Prince George’s County joins lawsuit to protect Beltsville research center
Prince George’s County has joined a lawsuit to stop USDA from closing BARC, where leaders say roughly 1,000 local jobs and more than 6,500 acres are at stake.

Prince George’s County has joined a coalition lawsuit over the future of the Beltsville Agricultural Research Center, putting one of the county’s largest federal campuses at the center of a fight over jobs, land control and the future of research in Beltsville.
Prince George’s County says the U.S. Department of Agriculture’s move to shut down BARC and relocate staff outside Prince George’s County is unlawful. County leaders are going to court to protect the local economy, the workers tied to the center and the research mission that has made BARC a national asset for food safety, human nutrition and livestock genetics.

County Executive Aisha Braveboy said BARC has been in Prince George’s County for more than 115 years and warned that roughly 1,000 jobs at the center and in the surrounding community could be lost if the facility is permanently closed. Braveboy said, “A significant portion of Prince George’s County’s economy has grown around BARC,” underscoring how deeply the campus is tied to nearby businesses and households.

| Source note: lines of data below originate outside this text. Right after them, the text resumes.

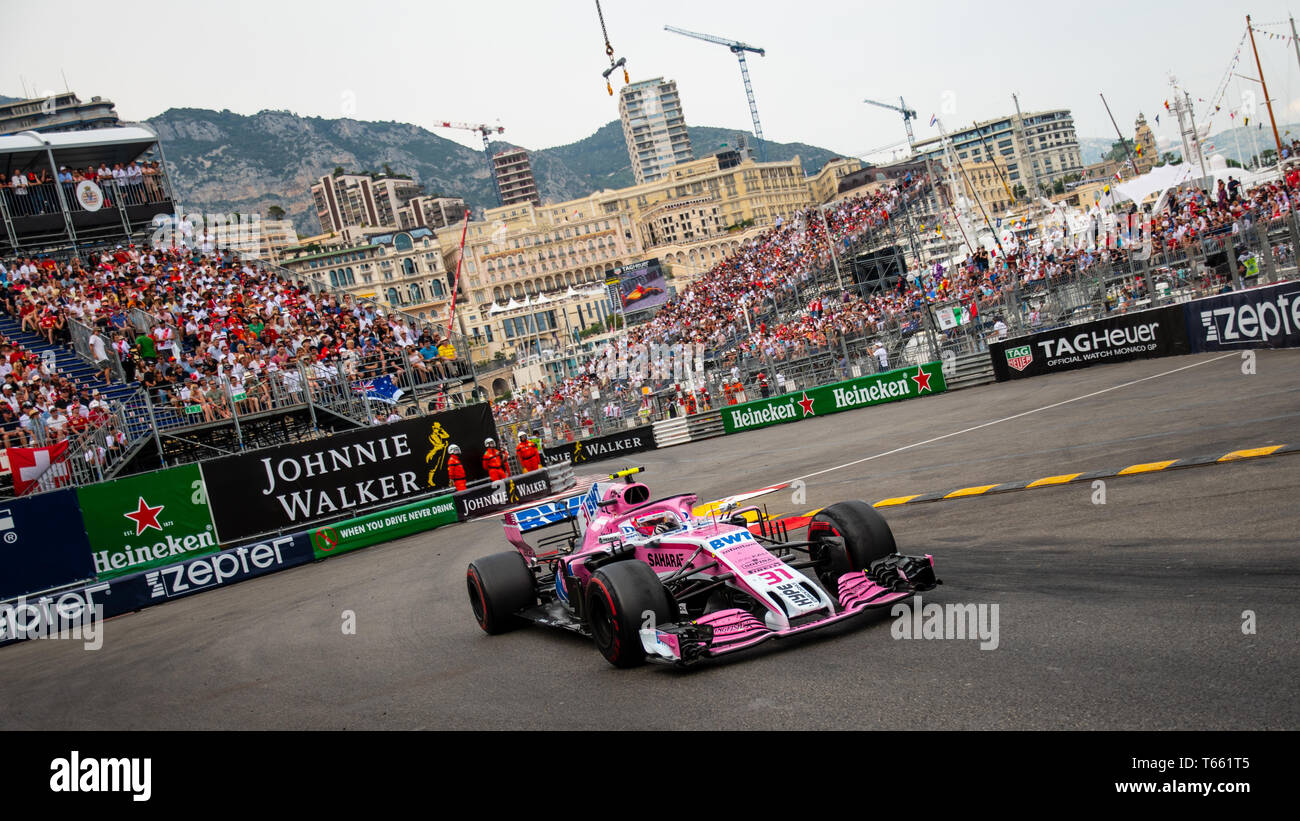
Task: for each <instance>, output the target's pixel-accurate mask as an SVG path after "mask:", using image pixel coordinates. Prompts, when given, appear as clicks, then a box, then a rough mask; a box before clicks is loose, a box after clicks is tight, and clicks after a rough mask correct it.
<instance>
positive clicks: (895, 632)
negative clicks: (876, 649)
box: [889, 594, 1000, 650]
mask: <svg viewBox="0 0 1300 821" xmlns="http://www.w3.org/2000/svg"><path fill="white" fill-rule="evenodd" d="M889 614H891V616H893V617H894V622H893V625H892V626H891V627H889V635H892V637H893V638H894V640H900V639H926V640H932V639H958V640H975V639H979V642H980V646H979V648H980V650H997V646H998V643H1000V638H998V613H997V605H996V604H954V603H948V604H924V603H923V601H922V600H920V595H919V594H918V595H917V596H915V598H914V599H913V600H911V601H900V603H898V604H896V605H893V607H892V608H889Z"/></svg>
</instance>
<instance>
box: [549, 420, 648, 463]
mask: <svg viewBox="0 0 1300 821" xmlns="http://www.w3.org/2000/svg"><path fill="white" fill-rule="evenodd" d="M654 446H655V444H654V427H651V426H649V425H643V426H641V427H636V429H632V430H623V431H619V433H616V434H606V435H603V436H593V438H591V439H578V440H576V442H564V443H562V444H555V446H551V447H549V448H546V449H545V452H543V455H545V457H546V464H547V465H558V464H562V462H572V464H575V465H581V464H585V462H589V461H601V460H602V459H616V457H619V456H623V455H625V453H640V452H641V451H649V449H653V448H654Z"/></svg>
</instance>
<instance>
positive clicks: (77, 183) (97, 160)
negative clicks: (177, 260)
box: [0, 125, 175, 256]
mask: <svg viewBox="0 0 1300 821" xmlns="http://www.w3.org/2000/svg"><path fill="white" fill-rule="evenodd" d="M0 178H3V182H0V221H3V223H4V230H3V231H0V256H10V255H31V253H44V252H65V253H66V252H75V251H77V249H78V248H81V247H90V246H94V244H98V243H105V242H109V240H118V242H120V240H121V239H123V238H130V236H144V235H146V233H147V229H148V227H149V225H151V222H152V220H153V217H155V216H156V214H160V213H161V214H170V213H173V212H174V210H175V197H174V196H173V190H172V183H170V181H169V179H168V174H166V162H165V160H164V156H162V147H161V144H160V143H159V138H157V135H156V134H155V133H153V131H152V130H151V129H149V127H147V126H143V125H133V126H122V127H117V129H96V130H91V131H68V133H44V134H38V133H35V131H23V133H21V134H14V135H10V136H0Z"/></svg>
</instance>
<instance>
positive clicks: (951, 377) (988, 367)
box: [948, 351, 997, 391]
mask: <svg viewBox="0 0 1300 821" xmlns="http://www.w3.org/2000/svg"><path fill="white" fill-rule="evenodd" d="M996 379H997V374H996V373H993V360H991V359H989V356H988V353H987V352H983V351H982V352H979V353H959V355H958V356H957V359H956V360H954V361H953V373H952V375H949V377H948V390H950V391H956V390H959V388H963V387H975V386H976V385H988V383H989V382H995V381H996Z"/></svg>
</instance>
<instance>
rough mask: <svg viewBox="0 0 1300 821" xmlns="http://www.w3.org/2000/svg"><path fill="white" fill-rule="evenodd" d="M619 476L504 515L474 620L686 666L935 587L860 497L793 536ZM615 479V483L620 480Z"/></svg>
mask: <svg viewBox="0 0 1300 821" xmlns="http://www.w3.org/2000/svg"><path fill="white" fill-rule="evenodd" d="M641 470H642V469H641V468H630V469H628V470H621V472H619V473H615V474H612V475H611V477H610V481H608V482H595V483H593V485H591V486H590V488H589V490H586V491H584V492H578V494H575V495H571V496H564V498H555V499H551V500H547V501H543V503H532V507H528V508H516V509H512V511H507V512H506V514H504V524H506V539H507V540H508V542H510V543H511V544H512V546H513V547H515V549H511V551H506V552H503V553H494V555H491V556H485V557H482V559H478V560H476V561H473V562H471V564H469V569H468V572H467V574H465V583H467V586H468V588H469V603H471V605H472V607H473V611H474V618H476V620H477V621H478V626H480V627H482V629H484V630H485V631H486V633H493V634H495V633H503V631H506V630H510V629H512V627H515V626H519V625H523V624H526V622H536V624H539V625H547V626H552V627H563V629H565V630H571V631H573V633H580V634H582V635H589V637H591V639H593V640H594V642H595V646H597V648H598V650H599V651H601V655H603V656H604V657H606V660H608V661H610V664H614V665H615V666H636V665H638V664H643V663H645V661H646V660H647V659H649V660H653V661H664V663H675V664H681V665H688V664H693V663H695V661H701V660H703V659H708V657H711V656H719V655H723V653H729V652H735V651H738V650H744V648H746V647H753V646H754V644H759V643H762V642H766V640H768V639H776V638H784V637H788V635H796V634H801V633H807V631H810V630H815V629H818V627H824V626H827V625H832V624H836V622H841V621H845V620H848V618H852V617H854V616H858V614H861V613H865V612H867V611H872V609H878V608H887V607H889V605H892V604H894V603H897V601H900V600H904V599H907V598H910V596H911V595H913V594H917V592H920V591H926V590H930V588H932V587H933V586H935V585H937V583H939V581H937V579H936V578H935V568H933V560H932V559H931V557H930V556H928V555H927V556H902V555H900V553H898V552H897V551H896V548H894V539H893V534H892V533H891V531H889V525H887V524H885V520H884V518H883V517H881V516H880V513H878V512H876V511H875V508H872V507H871V505H868V504H867V503H865V501H840V503H837V504H832V505H831V507H827V508H823V509H822V511H819V512H818V513H816V514H815V516H814V517H813V518H811V521H810V522H809V526H807V527H809V533H807V539H806V540H803V542H800V540H792V539H789V534H788V533H787V530H785V527H784V526H783V525H781V524H780V522H775V521H772V520H771V518H768V517H767V514H766V513H763V512H762V511H759V509H758V508H755V507H749V508H741V507H740V501H736V500H724V501H723V503H722V504H711V505H706V508H705V509H707V511H711V512H710V513H708V514H707V516H698V514H697V507H695V505H697V503H698V499H697V498H695V496H694V495H692V494H682V495H679V496H667V498H664V499H658V500H651V499H650V488H649V487H646V486H645V485H642V483H640V482H634V481H633V479H632V475H633V474H636V473H640V472H641ZM619 479H623V482H619Z"/></svg>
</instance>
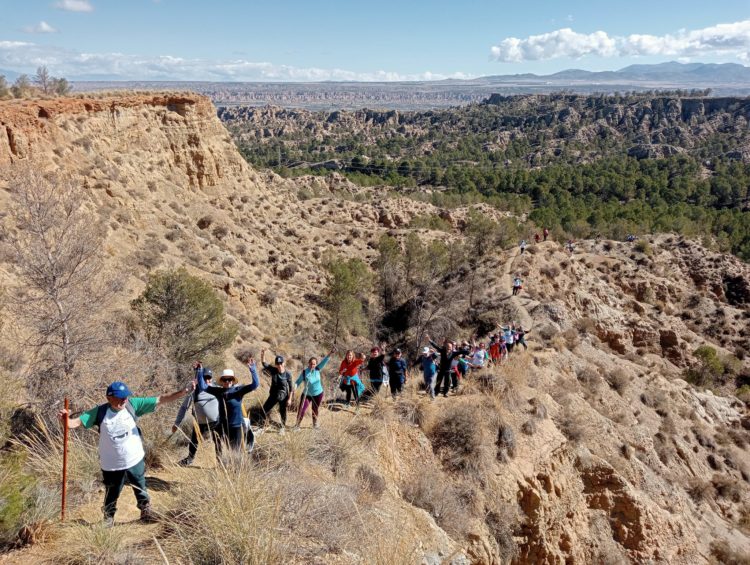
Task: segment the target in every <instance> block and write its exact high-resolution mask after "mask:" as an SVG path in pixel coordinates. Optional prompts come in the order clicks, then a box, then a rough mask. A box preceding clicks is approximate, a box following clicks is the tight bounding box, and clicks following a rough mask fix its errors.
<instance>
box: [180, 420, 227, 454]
mask: <svg viewBox="0 0 750 565" xmlns="http://www.w3.org/2000/svg"><path fill="white" fill-rule="evenodd" d="M218 425H219V424H218V422H210V423H208V424H198V429H199V430H200V432H201V437H202V438H203V439H204V440H207V439H208V436H209V433H210V434H211V439H212V440H213V442H214V447H215V448H216V455H219V451H220V449H221V448H220V447H219V431H218V429H217V427H218ZM196 451H198V434H197V433H195V426H193V433H192V434H191V435H190V445H189V447H188V458H190V459H191V460H192V459H195V452H196Z"/></svg>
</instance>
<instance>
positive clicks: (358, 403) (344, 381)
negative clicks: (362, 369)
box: [339, 349, 365, 406]
mask: <svg viewBox="0 0 750 565" xmlns="http://www.w3.org/2000/svg"><path fill="white" fill-rule="evenodd" d="M364 362H365V356H364V354H363V353H358V354H356V355H355V354H354V351H352V350H351V349H350V350H348V351H347V352H346V355H344V358H343V359H342V360H341V364H340V365H339V382H340V384H339V388H340V389H341V390H342V391H343V392H346V403H347V404H348V405H349V406H351V399H352V396H354V403H355V405H357V406H359V397H360V396H361V395H362V393H363V392H364V391H365V385H363V384H362V381H361V380H360V378H359V368H360V366H361V365H362V363H364Z"/></svg>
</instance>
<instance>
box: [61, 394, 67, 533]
mask: <svg viewBox="0 0 750 565" xmlns="http://www.w3.org/2000/svg"><path fill="white" fill-rule="evenodd" d="M68 407H69V404H68V398H67V397H65V420H64V421H63V488H62V502H61V504H60V521H61V522H63V521H65V495H66V494H67V492H68V417H69V416H68Z"/></svg>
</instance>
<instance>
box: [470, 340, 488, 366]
mask: <svg viewBox="0 0 750 565" xmlns="http://www.w3.org/2000/svg"><path fill="white" fill-rule="evenodd" d="M488 358H489V355H488V353H487V349H486V348H485V345H484V342H482V343H480V344H479V345H477V346H476V347H475V348H474V353H472V354H471V359H469V368H470V369H471V370H473V371H478V370H479V369H482V368H483V367H484V364H485V363H486V361H487V359H488Z"/></svg>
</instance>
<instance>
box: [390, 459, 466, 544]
mask: <svg viewBox="0 0 750 565" xmlns="http://www.w3.org/2000/svg"><path fill="white" fill-rule="evenodd" d="M401 492H402V494H403V497H404V500H406V501H407V502H408V503H409V504H413V505H414V506H417V507H418V508H422V509H423V510H426V511H427V512H429V514H430V515H431V516H432V517H433V518H435V521H436V522H437V524H438V525H439V526H440V527H441V528H443V529H444V530H445V531H446V532H448V534H449V535H451V536H453V537H456V538H458V539H461V538H464V537H465V536H466V534H467V533H468V531H469V528H470V527H471V515H470V514H469V512H468V510H467V505H466V504H465V502H464V501H463V500H462V498H461V496H460V494H459V492H458V491H457V490H456V487H455V486H454V485H453V484H452V483H451V482H450V481H449V480H448V479H447V478H446V477H445V475H443V473H441V472H440V471H439V470H437V469H435V468H434V467H432V466H429V465H425V467H423V468H421V469H419V470H418V471H417V472H416V473H415V474H414V475H413V476H412V478H411V479H410V480H409V481H408V482H407V483H406V484H404V485H403V486H402V488H401Z"/></svg>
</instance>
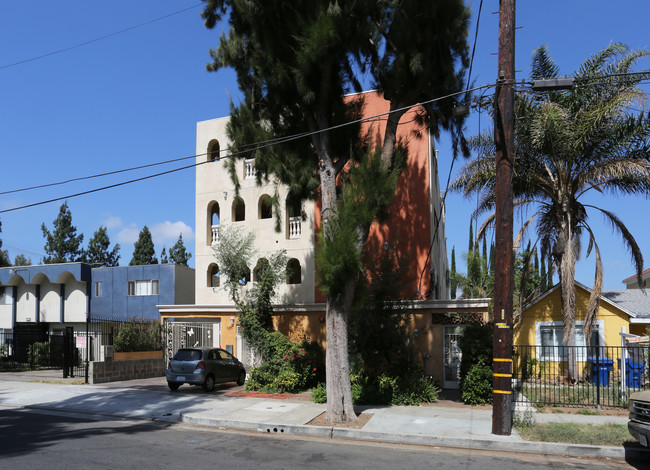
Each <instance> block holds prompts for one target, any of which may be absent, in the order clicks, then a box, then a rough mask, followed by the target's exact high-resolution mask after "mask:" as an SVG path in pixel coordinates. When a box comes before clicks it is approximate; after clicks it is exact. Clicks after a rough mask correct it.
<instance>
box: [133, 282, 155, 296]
mask: <svg viewBox="0 0 650 470" xmlns="http://www.w3.org/2000/svg"><path fill="white" fill-rule="evenodd" d="M138 283H140V285H146V284H147V283H148V286H147V288H146V291H147V292H150V293H147V294H136V286H137V285H138ZM138 290H140V289H138ZM126 292H127V296H129V297H144V296H156V295H160V281H159V280H158V279H134V280H131V281H128V282H127V291H126Z"/></svg>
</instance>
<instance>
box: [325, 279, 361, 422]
mask: <svg viewBox="0 0 650 470" xmlns="http://www.w3.org/2000/svg"><path fill="white" fill-rule="evenodd" d="M354 285H355V281H354V280H349V281H348V284H347V286H346V292H345V299H344V301H343V302H336V301H335V300H333V299H329V298H328V299H327V314H326V326H327V350H326V357H325V360H326V362H325V363H326V366H325V372H326V374H327V381H326V386H327V412H326V414H325V418H326V420H327V421H328V422H329V423H341V422H344V421H356V420H357V415H356V414H355V412H354V406H353V403H352V389H351V386H350V360H349V356H348V313H347V312H348V311H349V308H350V304H351V297H352V296H353V295H354Z"/></svg>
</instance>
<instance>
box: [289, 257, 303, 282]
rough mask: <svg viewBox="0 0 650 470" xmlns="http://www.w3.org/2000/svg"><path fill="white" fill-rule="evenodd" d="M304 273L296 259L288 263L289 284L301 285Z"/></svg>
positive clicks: (299, 264)
mask: <svg viewBox="0 0 650 470" xmlns="http://www.w3.org/2000/svg"><path fill="white" fill-rule="evenodd" d="M301 283H302V271H301V268H300V261H298V260H297V259H296V258H291V259H290V260H289V262H288V263H287V284H301Z"/></svg>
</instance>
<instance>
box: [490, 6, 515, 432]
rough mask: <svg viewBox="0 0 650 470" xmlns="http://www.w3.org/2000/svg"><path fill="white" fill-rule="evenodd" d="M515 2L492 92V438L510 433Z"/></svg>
mask: <svg viewBox="0 0 650 470" xmlns="http://www.w3.org/2000/svg"><path fill="white" fill-rule="evenodd" d="M514 84H515V0H500V2H499V72H498V81H497V86H496V96H495V99H496V120H495V127H494V141H495V144H496V183H495V185H496V201H495V202H496V230H495V237H496V241H495V249H496V257H495V278H494V363H493V366H492V370H493V374H494V377H493V405H492V433H493V434H499V435H510V433H511V431H512V294H513V284H514V282H513V260H512V258H513V254H512V168H513V164H514V137H515V132H514V131H515V120H514V114H515V113H514V105H515V91H514Z"/></svg>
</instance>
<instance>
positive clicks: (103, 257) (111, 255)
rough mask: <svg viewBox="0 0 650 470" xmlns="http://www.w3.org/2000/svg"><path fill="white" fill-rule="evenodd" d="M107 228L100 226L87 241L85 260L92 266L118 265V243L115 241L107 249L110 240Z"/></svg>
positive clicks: (108, 265) (110, 241)
mask: <svg viewBox="0 0 650 470" xmlns="http://www.w3.org/2000/svg"><path fill="white" fill-rule="evenodd" d="M106 231H107V229H106V227H104V226H100V227H99V229H97V231H96V232H95V234H94V235H93V238H91V239H90V241H89V242H88V248H87V249H86V253H85V261H86V262H87V263H90V264H92V265H93V266H94V267H110V266H118V264H119V261H120V244H119V243H116V244H115V246H114V247H113V249H112V250H110V251H109V248H110V245H111V241H110V239H109V238H108V234H107V233H106Z"/></svg>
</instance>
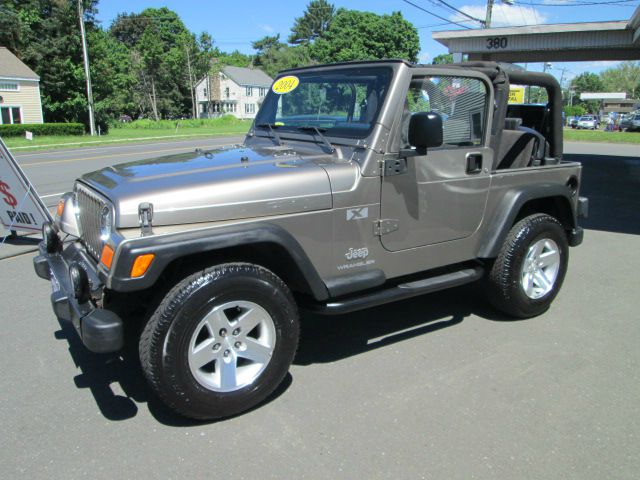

BARC is a USDA Agricultural Research Service complex and one of the world’s largest agricultural research complexes. Property records put the campus at more than 6,500 acres with about 600 active and non-active buildings and structures. Maryland environmental records trace the site back to 1910, when USDA bought a 475-acre farm that later expanded to about 6,600 acres. USDA named the center for former Agriculture Secretary Henry A. Wallace on June 6, 2000.
Maryland’s attorney general and members of the congressional delegation argue that Congress required USDA to keep BARC open in the Fiscal Year 2026 Agriculture Appropriations Act, enacted Nov. 12, 2025. A June 2026 congressional letter put the share of public comments USDA received on the Beltsville closure that opposed it at 92%.